You know your stature has risen in the schoolyard when the coolest kids start being nice to you. This must be how the limited partners of Kohlberg Kravis Roberts feel now that the firm has taken at least two major steps toward being more communicative and responsive to investor desires.

According to sources, the iconic New York buyout firm has hired an in-house investor relations and placement professional. In addition, the normally tight-lipped firm has confirmed reports that it is conducting an extensive survey of its LPs in order to better determine their views of the industry and of KKR. These are notable moves from a firm not otherwise known for working itself into a lather over investor relations. Its senior partners once told a hard-bargaining CalPERS that the pension's money wasn't welcome at KKR.

Without dispute, the LP-GP game is changing. Even the slickest operators now realise that their continued dominance will depend increasingly on building and nurturing relationships with the kids who once could be counted on for unconditional devotion.

KKR's decision to go in-house with an IR pointman may also have implications for private equity placement firms, which may increasingly lose the business of established mega-firms and be left to compete fiercely for newer and smaller funds.

According to a source familiar with the situation, KKR has hired Tony Hass, a former investment banker from the Los Angeles offices of Deutsche Bank, to a unique position within the firm that blends the role of investor relations professional and placement agent. A source says Hass used to cover LBO firms. Prior to settling on Hass, KKR conducted an extensive search in which many experienced fundraising professionals were contacted about the opportunity to become KKR's in-house placement agent.

KKR's partners have historically done just fine raising capital on their own. In particular, KKR has enjoyed enormous support from the state pensions of Washington and Oregon, which committed $1.5 billion and $1 billion (€1.2 billion and €790 million) to the $5.1 billion 2001 KKR Millenium Fund, respectively.

That said, the firm has opportunistically hired outside consultants for specific purposes related to securing capital commitments. In 2001, it hired the placement group at Merrill Lynch to raise new money for its $3 billion Europe fund, for example.

But, as indicated by its polling effort, KKR appears to be paying extra attention to its image among investors now, and it feels that spreading the gospel on a continuing basis is the best way forward. “They recognise it's a changed world,” says one placement agent. “The fact is, there's no way a placement agent who's hired for a 12 to 18 month time period can know a story as well as someone inside.”

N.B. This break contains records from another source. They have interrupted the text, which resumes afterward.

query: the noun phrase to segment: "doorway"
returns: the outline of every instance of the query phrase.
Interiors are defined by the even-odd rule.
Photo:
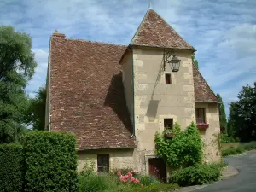
[[[159,180],[166,182],[166,163],[160,158],[148,159],[149,174],[156,177]]]

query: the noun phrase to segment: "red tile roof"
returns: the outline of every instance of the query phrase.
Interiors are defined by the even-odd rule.
[[[152,9],[148,10],[130,44],[195,50]]]
[[[195,101],[201,102],[218,102],[207,81],[204,79],[197,67],[193,64]]]
[[[50,47],[51,131],[73,132],[79,149],[135,147],[119,59],[125,46],[55,36]],[[195,102],[218,99],[193,65]]]
[[[79,149],[135,146],[118,64],[125,49],[51,38],[50,129],[74,133]]]

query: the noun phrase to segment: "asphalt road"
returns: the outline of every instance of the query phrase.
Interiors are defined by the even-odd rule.
[[[256,192],[256,153],[225,159],[240,172],[237,176],[219,181],[196,192]]]

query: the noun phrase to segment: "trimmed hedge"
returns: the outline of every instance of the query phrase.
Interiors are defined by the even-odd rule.
[[[67,133],[27,133],[26,191],[78,191],[76,139]]]
[[[0,191],[20,192],[23,187],[23,150],[17,144],[0,144]]]

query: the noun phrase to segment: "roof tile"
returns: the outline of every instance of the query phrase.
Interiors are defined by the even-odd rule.
[[[79,149],[135,146],[118,65],[125,49],[51,38],[51,131],[74,133]]]
[[[153,9],[146,13],[130,44],[195,50]]]

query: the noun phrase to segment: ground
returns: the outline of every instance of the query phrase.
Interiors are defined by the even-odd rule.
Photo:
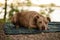
[[[3,31],[3,23],[0,23],[0,40],[60,40],[60,32],[5,35]]]

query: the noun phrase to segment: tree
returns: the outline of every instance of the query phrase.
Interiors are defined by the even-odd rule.
[[[7,0],[5,0],[5,14],[4,14],[4,21],[6,21],[6,14],[7,14]]]

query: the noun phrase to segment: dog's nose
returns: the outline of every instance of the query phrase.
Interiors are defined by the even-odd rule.
[[[42,30],[45,30],[45,26],[42,26]]]

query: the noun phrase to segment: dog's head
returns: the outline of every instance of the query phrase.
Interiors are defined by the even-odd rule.
[[[43,17],[42,15],[35,17],[35,24],[40,30],[47,30],[49,22],[49,17]]]

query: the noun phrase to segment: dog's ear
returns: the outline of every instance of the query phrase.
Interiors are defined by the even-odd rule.
[[[47,17],[47,20],[48,20],[49,22],[51,22],[51,19],[50,19],[50,17]]]
[[[37,23],[37,19],[38,19],[38,18],[39,18],[39,16],[35,16],[35,17],[34,17],[34,20],[33,20],[33,21],[34,21],[34,24],[35,24],[35,25],[36,25],[36,23]]]

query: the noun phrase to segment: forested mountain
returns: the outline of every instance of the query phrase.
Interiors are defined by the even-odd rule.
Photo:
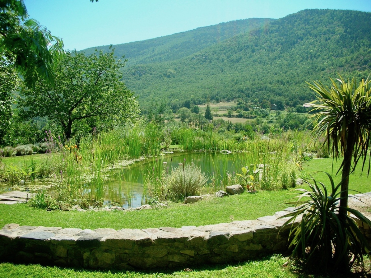
[[[204,41],[209,34],[201,31],[209,27],[156,39],[162,43],[126,44],[131,49],[124,50],[125,56],[132,61],[123,70],[123,80],[144,108],[154,101],[174,109],[187,100],[200,104],[237,98],[253,105],[266,100],[295,106],[313,99],[305,81],[371,73],[371,13],[306,10],[278,20],[250,20],[224,24],[239,26],[236,30],[244,23],[260,25],[233,36],[224,32],[225,39],[219,42],[217,25]],[[196,37],[204,42],[196,43]]]
[[[173,61],[189,56],[213,44],[263,26],[275,19],[249,19],[201,27],[164,37],[113,46],[118,56],[125,56],[127,66]],[[87,54],[96,48],[108,51],[109,46],[83,50]]]

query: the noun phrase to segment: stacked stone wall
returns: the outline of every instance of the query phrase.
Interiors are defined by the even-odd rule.
[[[0,229],[0,261],[133,269],[255,259],[287,251],[289,227],[281,228],[292,209],[256,220],[181,228],[92,230],[9,224]],[[371,239],[370,227],[359,224]]]

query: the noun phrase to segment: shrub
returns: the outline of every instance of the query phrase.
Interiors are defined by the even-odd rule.
[[[16,155],[28,155],[33,152],[33,146],[32,144],[27,145],[19,145],[14,148]]]
[[[292,213],[282,216],[289,218],[282,227],[291,226],[289,239],[291,258],[305,269],[317,271],[349,269],[356,261],[363,265],[363,255],[369,253],[370,247],[350,214],[369,226],[371,221],[348,207],[342,208],[346,212],[341,215],[342,197],[338,190],[342,182],[335,186],[331,176],[326,173],[331,184],[329,194],[323,183],[319,185],[313,179],[313,184],[308,183],[310,191],[295,189],[299,191],[298,200],[286,202],[296,206]],[[294,225],[301,216],[298,224]]]
[[[1,155],[5,157],[8,156],[14,156],[16,155],[16,153],[14,150],[14,148],[12,148],[12,147],[9,147],[9,146],[5,147],[2,150],[3,152],[2,152]]]
[[[199,195],[206,184],[207,178],[201,172],[201,169],[193,162],[173,168],[167,179],[166,189],[167,198],[172,201],[181,200],[187,196]]]

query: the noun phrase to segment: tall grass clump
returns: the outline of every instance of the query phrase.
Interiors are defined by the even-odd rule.
[[[166,198],[177,201],[187,196],[199,195],[205,186],[207,178],[199,167],[193,162],[173,169],[166,183]]]

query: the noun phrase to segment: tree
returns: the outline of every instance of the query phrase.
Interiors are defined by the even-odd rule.
[[[0,143],[13,115],[13,91],[19,85],[15,69],[26,86],[39,77],[53,83],[53,65],[63,53],[62,40],[28,19],[23,0],[0,1]]]
[[[55,84],[40,81],[23,90],[20,106],[28,117],[46,116],[58,123],[68,139],[78,132],[124,123],[138,112],[134,93],[119,81],[125,62],[116,61],[113,50],[88,56],[68,53],[56,65]]]
[[[27,86],[39,77],[53,83],[53,66],[63,53],[63,43],[34,19],[23,0],[0,2],[0,54],[13,65]]]
[[[194,105],[192,107],[192,113],[198,114],[200,113],[200,107],[198,105]]]
[[[192,116],[192,112],[190,110],[186,107],[182,107],[179,108],[177,113],[180,118],[181,122],[189,123]]]
[[[318,99],[313,102],[312,110],[316,113],[311,116],[316,123],[313,134],[317,139],[324,136],[324,143],[327,142],[329,151],[331,143],[334,158],[343,157],[338,171],[342,170],[341,216],[348,206],[349,175],[354,171],[361,157],[363,171],[368,156],[371,134],[371,80],[362,79],[357,86],[354,78],[346,81],[341,76],[337,80],[340,85],[331,79],[330,88],[320,82],[308,84],[318,94]],[[369,164],[368,173],[370,169]]]
[[[0,144],[3,144],[13,115],[12,92],[17,87],[19,79],[13,67],[0,58]]]
[[[213,114],[211,113],[210,103],[207,103],[206,105],[206,110],[205,111],[205,118],[209,121],[212,120],[213,119]]]

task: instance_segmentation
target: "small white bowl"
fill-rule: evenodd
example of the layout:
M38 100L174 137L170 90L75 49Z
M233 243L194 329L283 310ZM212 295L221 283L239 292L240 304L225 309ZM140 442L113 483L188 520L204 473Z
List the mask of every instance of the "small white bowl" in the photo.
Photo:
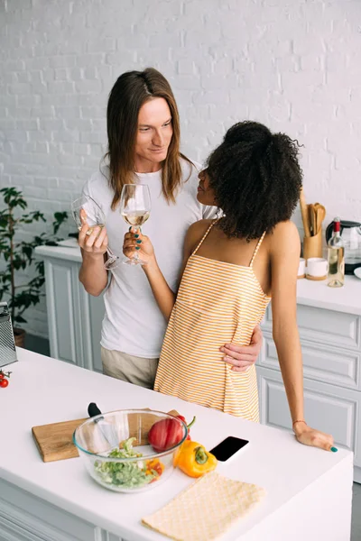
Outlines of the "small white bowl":
M355 269L354 274L361 280L361 267L357 267L357 269Z

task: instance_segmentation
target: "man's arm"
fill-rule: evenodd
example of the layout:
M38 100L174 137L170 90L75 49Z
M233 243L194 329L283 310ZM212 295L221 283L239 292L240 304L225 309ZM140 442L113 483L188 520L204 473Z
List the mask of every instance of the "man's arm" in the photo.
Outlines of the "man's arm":
M189 228L184 241L183 264L180 270L180 281L189 257L192 253L198 242L201 239L208 225L208 222L200 220L199 222L192 224ZM143 265L143 270L148 279L160 310L168 321L175 304L177 292L171 289L159 268L151 240L140 233L137 233L136 235L137 236L135 237L133 232L125 234L123 252L127 257L132 258L134 256L135 250L137 250L142 260L146 261L146 264Z
M97 297L104 291L107 284L107 272L104 268L106 257L107 235L105 227L102 231L99 227L96 227L88 236L87 236L88 230L88 225L84 224L78 239L83 258L79 270L79 280L88 293Z

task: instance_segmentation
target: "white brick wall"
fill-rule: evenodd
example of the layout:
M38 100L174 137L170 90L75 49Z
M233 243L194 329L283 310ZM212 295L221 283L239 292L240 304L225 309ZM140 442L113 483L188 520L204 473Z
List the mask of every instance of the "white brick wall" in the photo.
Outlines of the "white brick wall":
M360 0L1 0L0 23L1 185L31 208L68 206L98 166L116 78L154 66L190 157L260 120L305 145L306 197L328 221L361 218ZM27 316L45 336L44 310Z

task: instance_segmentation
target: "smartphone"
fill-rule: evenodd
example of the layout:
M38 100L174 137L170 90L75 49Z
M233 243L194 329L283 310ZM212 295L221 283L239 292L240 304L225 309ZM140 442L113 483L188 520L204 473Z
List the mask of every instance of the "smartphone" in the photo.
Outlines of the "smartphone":
M235 453L237 453L237 451L245 447L247 444L249 444L248 440L243 440L239 437L235 437L234 436L228 436L223 442L220 442L216 447L213 447L209 453L214 454L219 462L226 462L228 458L233 456Z

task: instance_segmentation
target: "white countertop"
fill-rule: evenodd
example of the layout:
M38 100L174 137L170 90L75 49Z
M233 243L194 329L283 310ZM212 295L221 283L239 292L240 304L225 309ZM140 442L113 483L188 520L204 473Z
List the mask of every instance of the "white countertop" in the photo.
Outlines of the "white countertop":
M9 365L10 384L0 390L2 435L0 476L23 490L129 541L164 541L142 526L142 517L162 507L193 480L177 470L148 492L119 494L97 485L79 458L43 463L32 440L33 426L87 417L89 402L103 412L122 408L177 409L186 418L197 416L192 439L207 448L227 436L250 441L218 472L267 491L264 500L241 519L222 540L235 539L269 518L291 499L310 487L352 454L306 447L292 434L245 421L173 397L18 349L19 362ZM322 426L319 426L322 429ZM337 487L335 497L337 497ZM295 525L297 527L297 525Z
M69 239L63 243L67 245L39 246L35 252L44 258L63 259L81 263L80 250L76 239ZM311 281L301 279L297 284L297 302L318 308L361 316L361 280L356 276L346 276L343 288L329 288L326 280Z

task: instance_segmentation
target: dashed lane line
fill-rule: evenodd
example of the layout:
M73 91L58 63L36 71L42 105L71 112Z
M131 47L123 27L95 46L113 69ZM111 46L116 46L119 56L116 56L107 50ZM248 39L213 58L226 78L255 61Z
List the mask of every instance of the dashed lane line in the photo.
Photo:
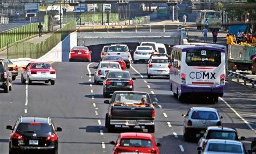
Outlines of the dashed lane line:
M255 131L255 129L251 125L250 123L248 123L246 120L245 120L242 117L241 117L237 111L235 111L226 101L225 101L223 98L219 97L220 99L224 102L224 103L227 105L227 106L231 109L236 115L238 117L239 117L240 119L241 119L247 125L247 126L251 129L252 130Z

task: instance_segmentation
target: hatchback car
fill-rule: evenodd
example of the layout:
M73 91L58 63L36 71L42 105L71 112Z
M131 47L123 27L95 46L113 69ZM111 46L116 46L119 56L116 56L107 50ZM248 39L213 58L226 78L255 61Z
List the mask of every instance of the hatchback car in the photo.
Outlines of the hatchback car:
M69 61L91 62L91 52L86 46L75 46L70 52Z
M114 145L113 153L159 153L160 143L156 144L153 135L142 132L121 133Z
M21 74L21 82L25 83L28 80L29 85L32 81L44 81L48 83L50 81L51 85L55 84L56 71L49 62L31 62L26 67L22 67L23 70Z
M147 64L147 79L150 79L153 75L169 76L170 64L168 58L152 58Z
M104 79L104 97L107 97L110 94L115 91L133 91L133 80L136 79L135 78L132 78L129 72L126 71L110 71Z
M14 127L8 125L6 129L11 130L9 154L28 151L58 153L58 136L56 132L62 129L59 127L55 129L50 117L21 116Z
M97 66L92 67L96 69L94 73L94 83L99 85L99 82L102 82L104 79L102 77L106 76L109 71L111 70L122 70L121 66L118 62L116 61L100 61Z
M200 137L200 134L197 134L197 137ZM245 139L244 136L239 138L235 129L221 126L211 126L207 128L205 134L198 141L198 146L204 149L208 139L220 139L235 141L243 141Z
M198 147L198 150L201 150L201 147ZM240 141L211 139L203 150L203 154L223 154L223 153L247 153L242 143Z
M204 134L209 126L221 125L222 116L217 109L211 108L194 107L189 109L184 117L183 136L188 141L192 136Z

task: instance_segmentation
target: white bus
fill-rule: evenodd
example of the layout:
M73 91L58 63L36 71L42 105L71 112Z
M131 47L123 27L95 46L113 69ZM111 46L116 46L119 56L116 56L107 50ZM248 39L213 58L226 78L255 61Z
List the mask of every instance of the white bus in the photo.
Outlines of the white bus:
M203 96L217 102L224 93L225 75L225 50L198 45L173 47L170 86L179 100Z

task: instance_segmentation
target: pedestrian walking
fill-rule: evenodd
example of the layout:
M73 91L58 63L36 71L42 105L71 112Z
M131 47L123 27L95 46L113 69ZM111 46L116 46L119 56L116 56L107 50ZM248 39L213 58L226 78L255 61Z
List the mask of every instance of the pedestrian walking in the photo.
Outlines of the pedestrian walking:
M204 42L207 42L207 33L208 32L208 30L206 29L206 27L204 27L203 30L202 34L204 36Z
M39 25L37 26L37 29L39 32L39 37L42 37L42 32L43 31L43 25L41 24L41 22L39 23Z
M213 43L216 43L217 41L218 31L216 29L214 29L212 32L212 37L213 40Z

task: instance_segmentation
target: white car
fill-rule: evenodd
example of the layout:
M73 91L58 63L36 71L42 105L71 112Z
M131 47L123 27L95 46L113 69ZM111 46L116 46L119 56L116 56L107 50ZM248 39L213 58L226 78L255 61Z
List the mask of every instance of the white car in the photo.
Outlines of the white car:
M98 66L92 68L97 69L94 73L94 83L99 85L99 82L103 82L104 80L102 77L105 77L109 71L111 70L122 70L121 66L118 62L103 61L100 61Z
M202 147L197 148L199 151ZM240 141L211 139L207 142L206 146L203 150L203 154L245 154L247 153L242 143Z
M147 79L152 76L169 76L170 64L168 58L153 57L147 62Z
M147 61L150 55L154 53L154 51L151 46L138 46L133 53L133 63Z
M56 79L56 71L54 69L50 63L44 62L31 62L26 67L23 67L21 74L21 82L25 83L28 80L29 85L32 81L44 81L51 85L55 83Z

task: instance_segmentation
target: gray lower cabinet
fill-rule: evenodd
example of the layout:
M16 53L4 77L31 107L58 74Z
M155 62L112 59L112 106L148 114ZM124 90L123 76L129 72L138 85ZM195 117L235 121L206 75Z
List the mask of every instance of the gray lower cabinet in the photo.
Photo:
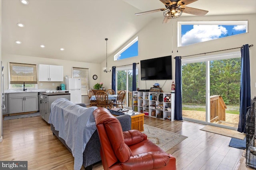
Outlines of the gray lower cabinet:
M9 113L38 110L38 93L9 94Z
M40 115L48 123L50 113L51 105L58 98L65 98L70 100L70 94L66 93L40 93L39 94L39 110Z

One of the firm's goals may be to broaden its investor base. Oregon and Washington represent almost half of the Millennium Fund.

Hass is an interesting choice – he appears to have little experience on the road selling funds, but perhaps this isn't what KKR was looking for. To be sure, an investment banker of any stripe understands the value of client relationships and salesmanship, but as a buyout specialist, Haas understands LBOs, his new firm's bread and butter. He will be equipped to communicate even the most technical aspects of any KKR transaction to LPs.

Finally, for a very large firm – such as The Carlyle Group for instance, which has long had a team of in-house placement agents – an in-house placement agent is simply less expensive. Placement agents typically get paid as much as 2 percent or more on new money. Even if KKR were to secure as little as $500 million in new money for its next fund, a 2 percent deal with an outside placement agent would cost $10 million. You can hire a pretty motivated full-time placement employee for far less than that.

The placement business has always been fiercely competitive. As veteran firms like KKR opt to raise their own money, the placement game will become more competitive. On the other hand, the talents of experienced IR and placement professionals are as in-demand as ever as the industry's 800-pound gorillas get an appetite for fresh capital and a desire for friendlier images.